Taking complete charge of the house, she prepares for Jack the first good breakfast he has had for some time and a warm friendship springs up between the two. One morning, while cleaning up the cabin, Jenny finds a handkerchief in which are cut two eye holes and suddenly realizes what this man really does. In the meantime, one of the miners is robbed while taking a load of gold to the depot to be shipped home. In rage, his partner rushes to the saloon to kill the sheriff for not giving the gold proper guard but the sheriff draws first and the miner Dick Roland drops with a bullet through his heart. Jenny connects the robbery with the handkerchief, picks up the letter from his mother to the murdered miner and goes to her cabin where she prepares to leave immediately.

Jack enters with a new dress, bonnet and doll for Jenny but the latter refuses them and shows the letter of the dead boy to his mother, together with the bandit mask she discovered. Jack acknowledges his guilt but vows his love for her. Jenny promises to stay if he will send the gold to the boy's mother and live "straight," which Jack agrees to do.

Later, Jack becomes discouraged with his lack of success as a miner and determines to "turn one more trick." He holds up the stagecoach in which unknown to him Jenny is riding with Jim Lyn, her date for a country picnic at Indian Bar.

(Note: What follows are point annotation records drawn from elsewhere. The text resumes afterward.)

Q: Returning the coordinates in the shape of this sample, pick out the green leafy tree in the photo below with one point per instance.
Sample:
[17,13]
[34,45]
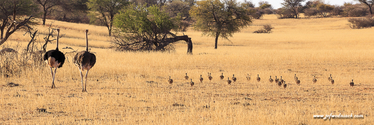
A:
[179,8]
[11,14]
[369,3]
[146,28]
[47,6]
[324,9]
[102,12]
[264,5]
[293,5]
[219,19]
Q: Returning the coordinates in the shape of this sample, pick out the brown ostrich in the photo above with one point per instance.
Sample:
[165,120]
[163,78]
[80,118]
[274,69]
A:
[84,60]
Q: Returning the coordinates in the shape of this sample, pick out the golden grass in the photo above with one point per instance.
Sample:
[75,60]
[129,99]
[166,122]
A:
[132,88]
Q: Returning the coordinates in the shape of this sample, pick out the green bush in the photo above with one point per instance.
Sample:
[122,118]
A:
[358,23]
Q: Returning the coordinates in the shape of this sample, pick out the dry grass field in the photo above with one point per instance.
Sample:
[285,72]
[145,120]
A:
[132,87]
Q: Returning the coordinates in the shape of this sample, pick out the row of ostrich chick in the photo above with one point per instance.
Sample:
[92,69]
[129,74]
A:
[279,82]
[84,60]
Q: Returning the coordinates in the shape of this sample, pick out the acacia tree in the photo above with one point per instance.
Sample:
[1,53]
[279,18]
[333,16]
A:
[219,18]
[146,28]
[11,15]
[47,6]
[293,5]
[103,11]
[369,3]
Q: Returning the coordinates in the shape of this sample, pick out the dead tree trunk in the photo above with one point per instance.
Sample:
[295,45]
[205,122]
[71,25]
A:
[185,38]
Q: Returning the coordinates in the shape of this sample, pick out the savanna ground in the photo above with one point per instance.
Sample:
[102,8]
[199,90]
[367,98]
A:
[132,87]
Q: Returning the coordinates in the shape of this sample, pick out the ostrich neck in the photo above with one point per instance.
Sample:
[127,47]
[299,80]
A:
[86,42]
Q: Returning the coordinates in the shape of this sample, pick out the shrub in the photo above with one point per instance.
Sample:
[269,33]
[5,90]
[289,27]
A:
[338,10]
[358,23]
[268,11]
[256,13]
[310,12]
[284,13]
[357,12]
[267,29]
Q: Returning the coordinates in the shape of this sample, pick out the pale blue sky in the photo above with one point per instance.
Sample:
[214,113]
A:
[277,3]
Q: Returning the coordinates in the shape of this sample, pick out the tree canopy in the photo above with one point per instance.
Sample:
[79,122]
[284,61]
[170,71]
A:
[293,5]
[103,11]
[11,15]
[145,28]
[219,18]
[369,3]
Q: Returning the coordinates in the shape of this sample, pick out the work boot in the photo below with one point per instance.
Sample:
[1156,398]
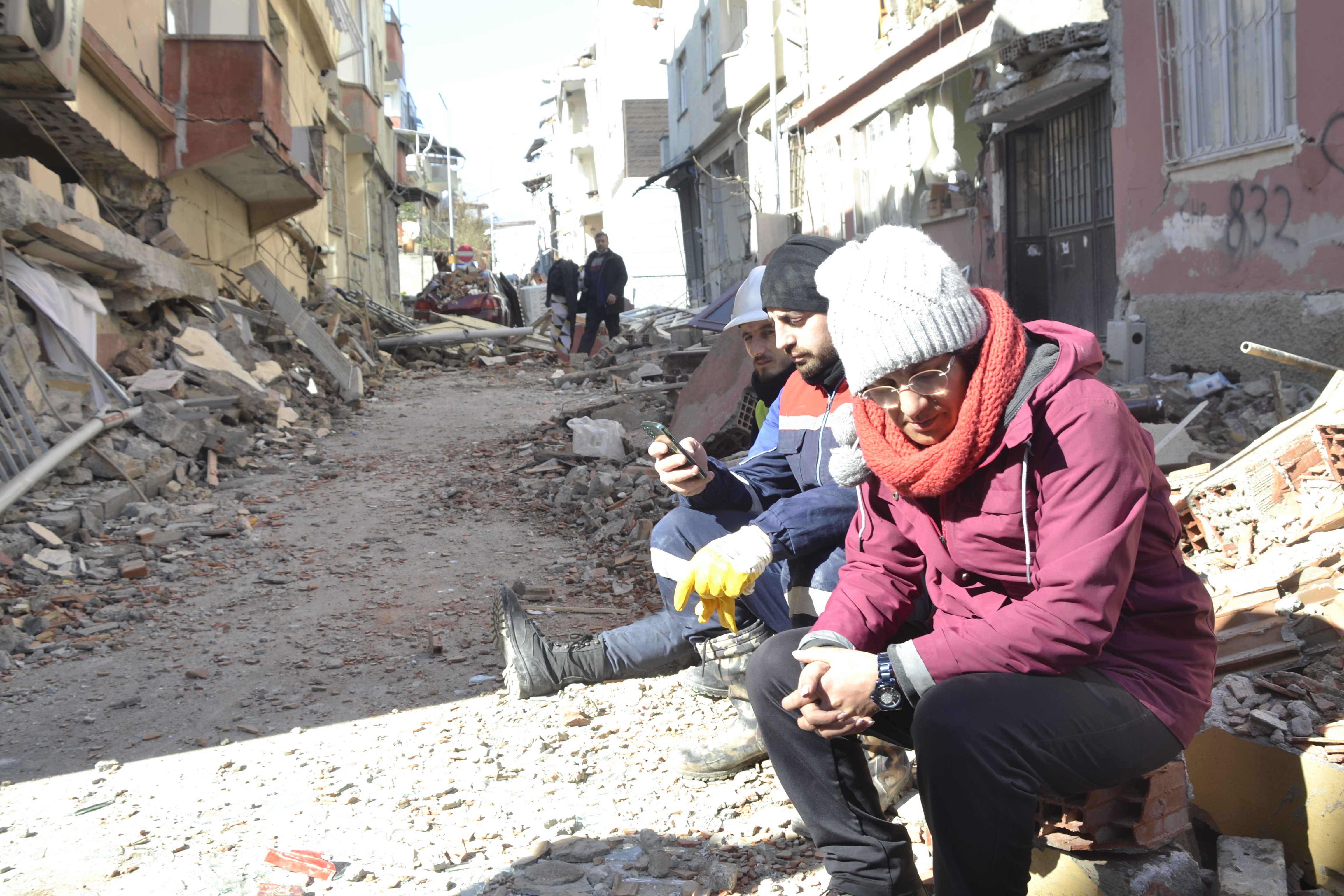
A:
[890,769]
[892,776]
[534,666]
[721,656]
[738,748]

Drawing a little derringer, she shoots at the outlaw, wounding his right hand, just then recognizing her “uncle” but she doesn't betray him. Back at the cabin, at first, Jack lies and says it's his gold dust from panning but his wounded hand clearly marks him a thief. He pleads with Jenny that he could not let her support him with the washing which she had been doing for the miners, but Jenny is not won over.

At this point, a knock comes at the door and the Midnight Vigilance Committee enters. Jenny quickly throws her shawl over the gold sack and there is a battle of wits. Jack is finally cornered, however, and his immediate execution is arranged despite the heart-rending pleadings of Jenny. Just as her sweetheart is about to be hanged from the cabin rafters, Jenny returns to the room with a little white dress, which she has secretly taken from the doll, and the apparent significance of the situation dawns upon the men, who are very fond of her. They agree to give Jack his freedom if he marries the girl at once, and a justice of the peace performs the ceremony immediately.

Just after the newly married couple have left the cabin to find their future, the men find the half-naked doll and they realize they have been tricked. Several grip their guns and are about to start after the couple, when Jim Lyn, the leader, who was especially sweet on Jenny, orders the men back, saying, "Boys, I reckon when 20 men have been fooled by one woman, they better take their medicine."

==Cast==
- Mary Pickford as Jenny Lawrence
- Elliott Dexter as "Black" Brown, Road Agent
- Tully Marshall as Sam Sparks
- Raymond Hatton as Dick Roland
- Charles Ogle as Jim Lyn
- Walter Long as Sheriff
- Winter Hall as John Lawrence, Uncle To Jenny

==Production==
Mary Pickford was paid $90,000.

==Preservation==
A complete 35 mm print of A Romance of the Redwoods is held by the George Eastman Museum in Rochester, New York.